First, get your agenda up and running. This is your manifesto to your people, not the Kenya Kwanza or Azimio one. Second, set out what you will deliver. Projects are visible and exciting, but results matter; there is no purpose in a new education/health/water project if the people will not step close to it.

In other words, think about what you want to do before finding who you think can do it. Third, fourth and fifth, handle the reality you encounter: The institution, the organisation and the financials.

A pending bills audit is better than a ghost payroll check. The former will not create new ghosts. But the best question as you test the budget you walk into is 35:35:30. That's the legal and regulatory balance demanded by law and regulation between payroll, service delivery (by default) and development. To repeat, endless searches for ghost staff will be done by new ghosts.

Then the magnificent seventh. Be the governor who gets the duality of development for the people. Seamless and convenient service delivery on one hand grows your own source revenue collections. Economic development on the other is your search to deliver opportunity to the people. This doesn't need to be a complicated comparative or competitive advantage discourse. What the people want is a dignified livelihood solution driven by their own access to opportunity and assets.

All manner of bodies

Now we have a governor agenda. The president's agenda is known. What's missing? The Constitution suggested a principled approach to inter-governmental relations. The law created all manner of bodies to deal with these relationships. Yet, revenue-sharing is a case study in paperwork before practical, as if devolution is a costly political, not economic, idea.

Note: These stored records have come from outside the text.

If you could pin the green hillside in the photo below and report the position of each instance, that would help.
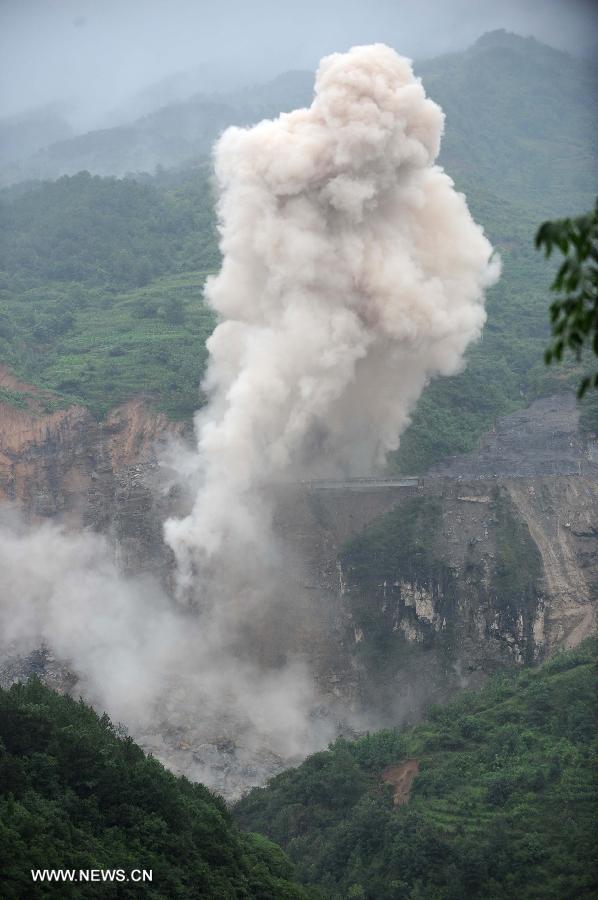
(100, 278)
(504, 805)
(75, 794)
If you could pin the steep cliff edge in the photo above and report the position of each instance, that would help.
(396, 594)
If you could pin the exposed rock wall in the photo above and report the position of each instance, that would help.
(493, 562)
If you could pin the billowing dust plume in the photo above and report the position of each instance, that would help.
(352, 273)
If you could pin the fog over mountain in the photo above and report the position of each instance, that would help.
(100, 59)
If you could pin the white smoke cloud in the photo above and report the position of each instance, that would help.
(149, 663)
(352, 273)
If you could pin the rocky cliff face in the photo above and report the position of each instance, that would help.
(92, 474)
(397, 595)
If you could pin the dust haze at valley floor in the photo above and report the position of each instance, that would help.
(277, 611)
(292, 371)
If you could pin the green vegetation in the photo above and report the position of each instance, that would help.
(76, 794)
(504, 805)
(517, 568)
(101, 278)
(100, 297)
(574, 318)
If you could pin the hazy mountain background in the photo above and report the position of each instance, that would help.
(101, 277)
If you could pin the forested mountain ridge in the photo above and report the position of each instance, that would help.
(75, 793)
(100, 279)
(493, 796)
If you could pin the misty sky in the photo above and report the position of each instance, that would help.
(94, 54)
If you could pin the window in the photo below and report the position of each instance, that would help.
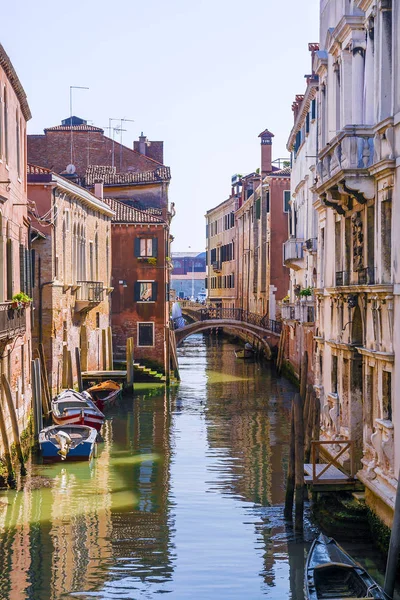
(145, 247)
(145, 291)
(286, 200)
(145, 334)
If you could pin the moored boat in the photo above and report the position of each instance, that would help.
(72, 408)
(67, 442)
(104, 394)
(332, 573)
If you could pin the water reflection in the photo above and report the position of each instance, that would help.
(185, 497)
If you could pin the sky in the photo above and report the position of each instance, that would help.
(204, 76)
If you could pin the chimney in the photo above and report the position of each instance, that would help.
(266, 151)
(142, 143)
(99, 189)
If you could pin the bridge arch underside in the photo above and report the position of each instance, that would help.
(267, 339)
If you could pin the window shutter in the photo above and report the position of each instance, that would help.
(137, 247)
(154, 247)
(137, 291)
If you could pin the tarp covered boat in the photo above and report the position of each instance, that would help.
(72, 408)
(67, 442)
(104, 394)
(332, 573)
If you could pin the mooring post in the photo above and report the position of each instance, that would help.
(288, 513)
(78, 369)
(14, 421)
(394, 547)
(299, 463)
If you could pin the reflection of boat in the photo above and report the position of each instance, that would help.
(67, 442)
(104, 394)
(244, 353)
(73, 408)
(332, 573)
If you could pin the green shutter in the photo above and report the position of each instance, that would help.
(137, 291)
(154, 245)
(137, 247)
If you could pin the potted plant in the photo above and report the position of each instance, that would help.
(20, 300)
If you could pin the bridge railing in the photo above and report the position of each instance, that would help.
(239, 314)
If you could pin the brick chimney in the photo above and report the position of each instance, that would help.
(266, 151)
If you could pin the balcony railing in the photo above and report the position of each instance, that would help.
(292, 250)
(12, 321)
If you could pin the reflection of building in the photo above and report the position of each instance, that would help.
(188, 274)
(15, 275)
(71, 239)
(298, 310)
(357, 295)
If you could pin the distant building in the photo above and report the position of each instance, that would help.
(189, 274)
(71, 240)
(15, 273)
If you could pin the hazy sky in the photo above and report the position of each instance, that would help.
(205, 76)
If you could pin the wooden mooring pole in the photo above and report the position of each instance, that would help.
(288, 513)
(394, 547)
(14, 421)
(299, 463)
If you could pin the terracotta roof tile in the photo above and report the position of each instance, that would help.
(109, 176)
(128, 214)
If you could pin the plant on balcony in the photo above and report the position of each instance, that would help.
(20, 300)
(306, 292)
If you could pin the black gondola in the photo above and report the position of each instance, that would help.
(332, 573)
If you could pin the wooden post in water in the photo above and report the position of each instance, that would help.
(288, 513)
(38, 381)
(45, 381)
(78, 369)
(110, 350)
(7, 454)
(303, 376)
(394, 547)
(299, 463)
(104, 348)
(70, 378)
(14, 421)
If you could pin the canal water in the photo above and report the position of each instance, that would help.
(185, 497)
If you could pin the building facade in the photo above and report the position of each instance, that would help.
(15, 275)
(300, 250)
(358, 283)
(71, 241)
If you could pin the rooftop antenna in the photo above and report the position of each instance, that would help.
(73, 87)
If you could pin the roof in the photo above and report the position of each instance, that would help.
(109, 176)
(128, 214)
(12, 76)
(82, 127)
(280, 172)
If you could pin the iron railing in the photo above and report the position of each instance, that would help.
(90, 291)
(239, 314)
(12, 321)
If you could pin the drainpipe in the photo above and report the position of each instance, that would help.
(41, 286)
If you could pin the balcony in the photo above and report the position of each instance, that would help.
(302, 311)
(293, 253)
(12, 321)
(89, 294)
(364, 276)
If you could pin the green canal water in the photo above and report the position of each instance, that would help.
(185, 497)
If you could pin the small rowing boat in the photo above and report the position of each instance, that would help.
(72, 408)
(67, 442)
(104, 394)
(332, 573)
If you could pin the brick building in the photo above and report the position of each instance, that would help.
(140, 275)
(71, 240)
(15, 325)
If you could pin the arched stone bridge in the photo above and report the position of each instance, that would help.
(266, 331)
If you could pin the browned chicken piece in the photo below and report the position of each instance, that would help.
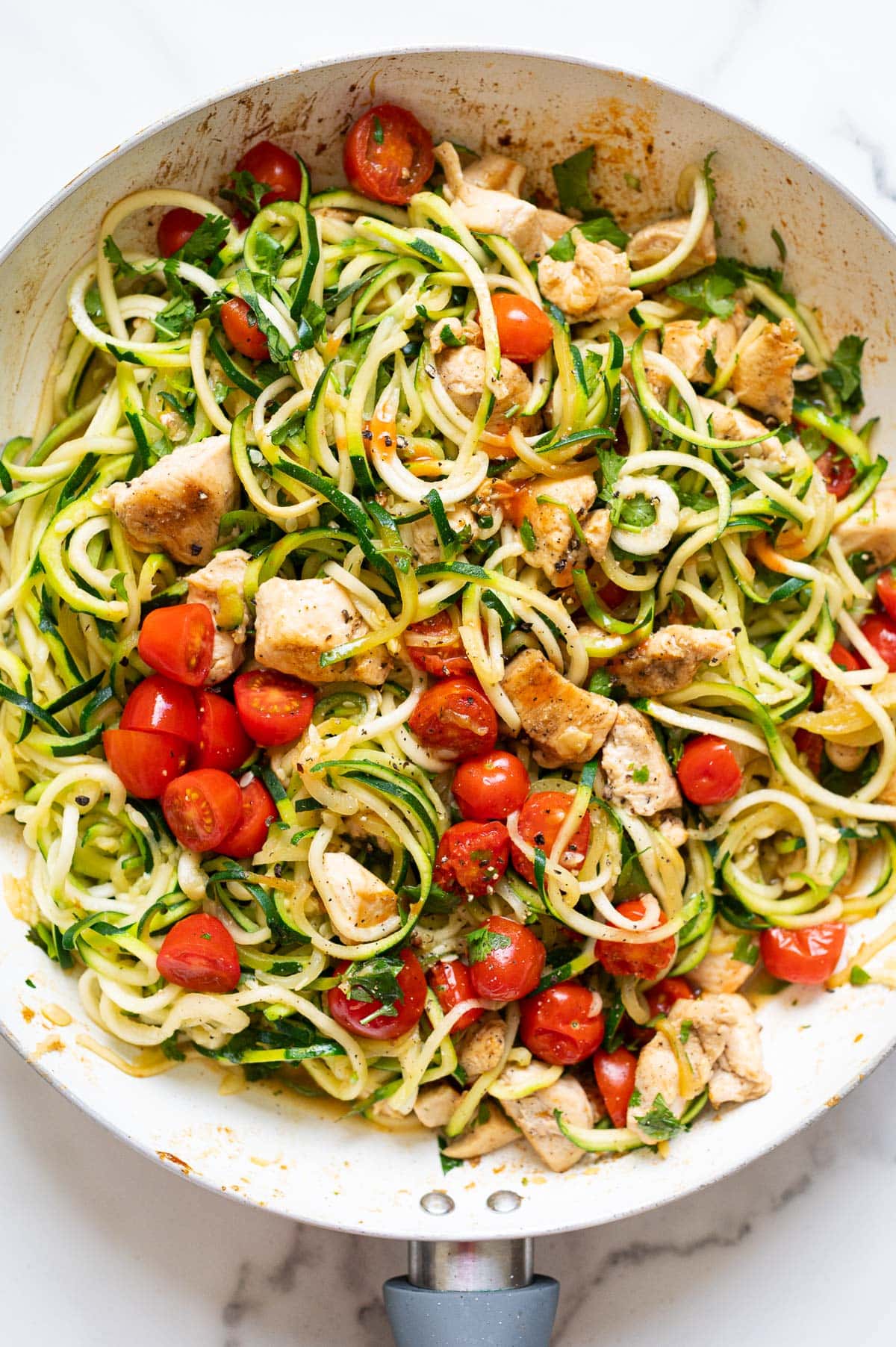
(564, 722)
(177, 505)
(668, 659)
(765, 373)
(298, 621)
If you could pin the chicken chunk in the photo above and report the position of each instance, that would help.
(358, 904)
(593, 284)
(558, 549)
(296, 621)
(177, 504)
(635, 767)
(535, 1119)
(220, 586)
(566, 724)
(874, 527)
(668, 659)
(655, 241)
(765, 373)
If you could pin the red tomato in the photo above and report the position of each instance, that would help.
(435, 647)
(241, 329)
(880, 629)
(455, 715)
(251, 831)
(539, 822)
(199, 954)
(175, 228)
(202, 807)
(837, 470)
(223, 742)
(523, 328)
(144, 760)
(276, 169)
(274, 708)
(450, 980)
(472, 857)
(615, 1075)
(708, 771)
(388, 155)
(361, 1016)
(561, 1024)
(491, 786)
(178, 641)
(809, 955)
(639, 961)
(159, 703)
(507, 961)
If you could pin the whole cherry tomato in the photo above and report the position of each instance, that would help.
(388, 155)
(364, 1017)
(564, 1024)
(507, 959)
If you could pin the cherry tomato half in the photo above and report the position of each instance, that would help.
(388, 155)
(202, 807)
(178, 641)
(523, 329)
(199, 954)
(615, 1075)
(223, 742)
(539, 822)
(809, 955)
(708, 771)
(146, 760)
(274, 708)
(450, 980)
(507, 959)
(491, 786)
(472, 857)
(361, 1016)
(562, 1025)
(175, 228)
(638, 961)
(455, 715)
(276, 169)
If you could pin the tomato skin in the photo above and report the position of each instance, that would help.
(455, 715)
(708, 771)
(639, 961)
(539, 822)
(807, 955)
(274, 708)
(221, 741)
(559, 1025)
(352, 1013)
(178, 641)
(251, 831)
(511, 968)
(159, 703)
(615, 1077)
(146, 760)
(523, 328)
(199, 954)
(491, 786)
(450, 980)
(276, 167)
(390, 164)
(202, 807)
(472, 857)
(175, 228)
(241, 329)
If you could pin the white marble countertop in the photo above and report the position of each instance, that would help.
(100, 1246)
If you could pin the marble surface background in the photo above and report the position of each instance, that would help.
(99, 1246)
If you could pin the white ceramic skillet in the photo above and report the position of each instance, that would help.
(293, 1156)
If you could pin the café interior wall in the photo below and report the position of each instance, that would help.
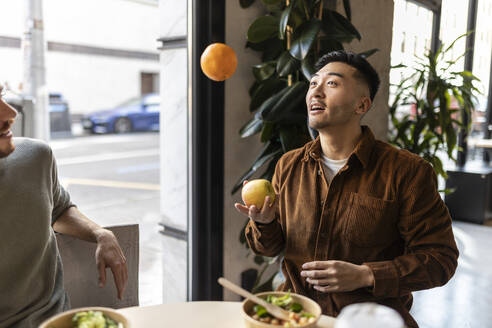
(374, 21)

Hence a final twist. Don't we have Regional Economic Blocs? As in regional collectives that build on the spatial decisions that devolution offers to counties, while offering scope, and possibly scale, economies for integrated growth and development? We have seven REBs today.

But we are unwilling to fully dissolve or devolve our six water-basin driven national-level Regional Development Authorities. This is where political will matters.

Here's how it connects. National government is rolling out a national agenda when the locus of this agenda is counties. On the other hand, county governments are concocting agendas that are as existential as they are populist. A useful test might be agenda comparatives on the issues of the day, such as climate change, or digitalisation, or inclusivity.

There will be none. Self-interest is a share capital item on our political balance sheet. Which is why REBs might offer the right kind of "off the books" intermediation necessary to accelerate a national agenda for Kenya that works from counties in "bottom-up" shape and style to the "top-down-as-bottom-up" ideas from central government.

The alternative is a national government investing left, right and centre with no impact on pockets. As a smart guy said on TV the other day, if Nairobi is an example, why haven't Nairobians felt billions (Sh100 billion plus) that went into our 25-kilometres (bypass, expressway etc?) radius?

We end where we began. With a question about how devolution might help in our transformation. Let's call this the AOB (or is it "matter arising?") in Kenya's national transformation dream.